In terms of the series of words above, Snyder discovered that “if you inhibit the left hemisphere of a right-handed person (more technically, by directing low-frequency magnetic pulses into the left frontotemporal lobes), you lower the rate of error in reading [the series above].” The brain naturally looks at the series above and imposes a theme or understanding and, in fact, glazes over the details. We call this interpretation. It is a mental short cut that all humans use in varying degrees. Ironically, by limiting part of our brain, we are more effective in seeing things as they actually are without prejudice.
In highly complex systems, such as investing in the global markets, the creation of narrative fallacies becomes even more likely. The most poignant examples of narrative fallacy are often articulated by the 24/7 business news media, the CNBCs of the world. They are by their very nature constantly reacting to global market events and are required to come up with interpretations of events on the fly. Rarely are these interpretations founded on anything other than mental short cuts, but they share one attribute of all narrative fallacies, plausibility. These “plausible” explanations are then adopted by investors who watch CNBC as part of their process. (Incidentally, if anyone can find me a trading floor in America that does not tune into CNBC I would be shocked. This point seems to verify the broad spread and unknowing acceptance of narrative fallacy).
This tendency to impose a narrative, or causality, leads to what Taleb calls, “dimension reduction”. As we impose an interpretation on a series of facts or events, we unconsciously rule out, or dramatically underweight other explanations. In terms of risk management, which requires a healthy dose of scenario analysis, this can be a fatal flaw. Undoubtedly many of the private equity and long only levered investors of 2006 and 2007 modeled their investments based on future projections that incorporated scenarios that arbitrarily included, or perhaps not so arbitrarily in the narrative fallacies that were their investment memos, limited weightings to more extreme scenarios. Any scenario is, of course, possible if we ignore the facts or probabilities.

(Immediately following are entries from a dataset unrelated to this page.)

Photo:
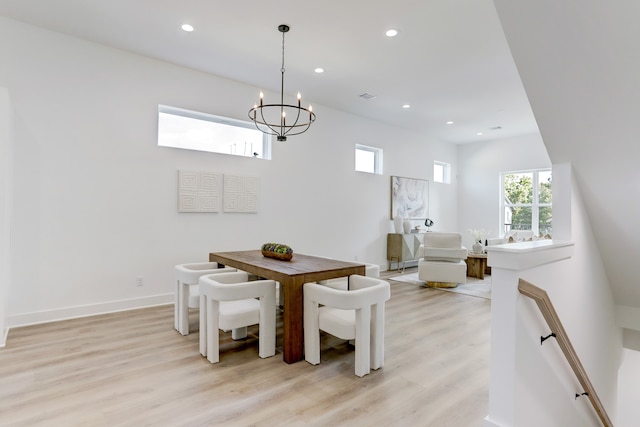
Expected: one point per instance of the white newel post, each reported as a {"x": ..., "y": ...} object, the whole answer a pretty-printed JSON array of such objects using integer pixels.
[{"x": 509, "y": 263}]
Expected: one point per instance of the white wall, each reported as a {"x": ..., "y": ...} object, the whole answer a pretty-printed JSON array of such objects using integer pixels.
[
  {"x": 5, "y": 209},
  {"x": 542, "y": 385},
  {"x": 95, "y": 198},
  {"x": 480, "y": 165},
  {"x": 628, "y": 397}
]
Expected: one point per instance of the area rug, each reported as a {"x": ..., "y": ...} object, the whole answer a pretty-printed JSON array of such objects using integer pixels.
[{"x": 474, "y": 287}]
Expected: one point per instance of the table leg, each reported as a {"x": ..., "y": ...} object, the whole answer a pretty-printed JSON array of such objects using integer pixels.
[{"x": 292, "y": 325}]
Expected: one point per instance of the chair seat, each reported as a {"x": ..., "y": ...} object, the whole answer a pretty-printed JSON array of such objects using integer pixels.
[
  {"x": 337, "y": 322},
  {"x": 234, "y": 314}
]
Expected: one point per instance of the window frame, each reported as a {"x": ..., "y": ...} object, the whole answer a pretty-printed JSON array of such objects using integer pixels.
[
  {"x": 377, "y": 158},
  {"x": 218, "y": 120},
  {"x": 446, "y": 172},
  {"x": 535, "y": 204}
]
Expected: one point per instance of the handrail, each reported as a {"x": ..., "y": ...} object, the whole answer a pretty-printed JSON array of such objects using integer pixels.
[{"x": 543, "y": 301}]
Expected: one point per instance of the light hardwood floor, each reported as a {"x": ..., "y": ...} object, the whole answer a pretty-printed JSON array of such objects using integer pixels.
[{"x": 133, "y": 369}]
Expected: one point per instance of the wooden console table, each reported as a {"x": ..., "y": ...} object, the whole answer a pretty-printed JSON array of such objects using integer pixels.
[
  {"x": 403, "y": 247},
  {"x": 477, "y": 265}
]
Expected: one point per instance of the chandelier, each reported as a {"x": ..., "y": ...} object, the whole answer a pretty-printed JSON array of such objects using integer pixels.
[{"x": 281, "y": 119}]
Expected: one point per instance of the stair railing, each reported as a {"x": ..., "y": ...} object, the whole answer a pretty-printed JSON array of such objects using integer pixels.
[{"x": 549, "y": 313}]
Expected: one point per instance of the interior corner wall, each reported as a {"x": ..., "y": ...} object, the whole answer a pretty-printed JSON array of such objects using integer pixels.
[
  {"x": 5, "y": 209},
  {"x": 480, "y": 165},
  {"x": 95, "y": 198},
  {"x": 582, "y": 297}
]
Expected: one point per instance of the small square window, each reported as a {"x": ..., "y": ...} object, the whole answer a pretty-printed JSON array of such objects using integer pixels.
[
  {"x": 368, "y": 159},
  {"x": 441, "y": 172}
]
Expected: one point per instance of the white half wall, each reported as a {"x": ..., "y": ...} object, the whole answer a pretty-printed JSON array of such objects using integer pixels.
[{"x": 95, "y": 198}]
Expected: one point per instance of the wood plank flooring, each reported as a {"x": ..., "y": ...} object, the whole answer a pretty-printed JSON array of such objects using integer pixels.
[{"x": 133, "y": 369}]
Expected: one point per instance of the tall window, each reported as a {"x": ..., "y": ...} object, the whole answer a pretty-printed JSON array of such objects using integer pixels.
[
  {"x": 526, "y": 201},
  {"x": 368, "y": 159},
  {"x": 192, "y": 130}
]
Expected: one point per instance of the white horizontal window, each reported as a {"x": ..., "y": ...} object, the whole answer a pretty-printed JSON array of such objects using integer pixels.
[{"x": 193, "y": 130}]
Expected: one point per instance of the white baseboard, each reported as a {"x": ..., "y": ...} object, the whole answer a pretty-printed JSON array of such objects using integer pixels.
[
  {"x": 3, "y": 338},
  {"x": 27, "y": 319},
  {"x": 490, "y": 423}
]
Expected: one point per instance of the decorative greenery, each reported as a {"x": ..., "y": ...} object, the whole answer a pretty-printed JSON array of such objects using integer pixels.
[
  {"x": 277, "y": 248},
  {"x": 478, "y": 235}
]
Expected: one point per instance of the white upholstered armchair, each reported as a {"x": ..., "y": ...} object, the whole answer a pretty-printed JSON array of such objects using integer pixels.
[{"x": 441, "y": 261}]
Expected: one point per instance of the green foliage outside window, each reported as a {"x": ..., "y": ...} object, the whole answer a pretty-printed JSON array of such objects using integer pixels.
[{"x": 520, "y": 202}]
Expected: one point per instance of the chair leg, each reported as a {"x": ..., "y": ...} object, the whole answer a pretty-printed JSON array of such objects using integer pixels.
[
  {"x": 363, "y": 341},
  {"x": 203, "y": 325},
  {"x": 239, "y": 333},
  {"x": 311, "y": 333},
  {"x": 184, "y": 309},
  {"x": 377, "y": 336},
  {"x": 213, "y": 321},
  {"x": 176, "y": 307},
  {"x": 267, "y": 325}
]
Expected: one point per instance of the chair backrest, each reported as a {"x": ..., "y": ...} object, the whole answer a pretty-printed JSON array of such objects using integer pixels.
[
  {"x": 443, "y": 240},
  {"x": 234, "y": 286},
  {"x": 363, "y": 291},
  {"x": 191, "y": 272}
]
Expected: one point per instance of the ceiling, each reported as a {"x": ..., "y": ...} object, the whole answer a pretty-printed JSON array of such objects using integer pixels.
[{"x": 450, "y": 60}]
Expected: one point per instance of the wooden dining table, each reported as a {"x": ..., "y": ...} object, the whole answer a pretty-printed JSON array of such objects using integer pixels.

Information is costly to obtain, process, and manage. As information expands, these costs increase almost exponentially and the likelihood of false interpretations also expands. An increase of variables in any scenario can actually be mathematically quantified by Kolmogorov Complexity. In very, very basic terms, the complexity of a string of data is related to the length of the string of data.
As investors, we operate in a world that is highly random, complex, and has an almost infinite amount of facts (or at least more facts than we can adequately fit into our brains), so how do we avoid falling into that narrative fallacy trap? The answer, quite simply, is to ignore the initial explanation that our brain, or the talking heads on CNBC offer, and call it for what it is, a mental shortcut that is likely erroneous.
The solution, rather, is to think. Step back, test the facts, find more facts, use scenario analysis, and then make a decision. Write down your process and thesis in journal, as if you were a scientist conducting an experiment, and use those notes to verify whether your decision making is based on a valid process.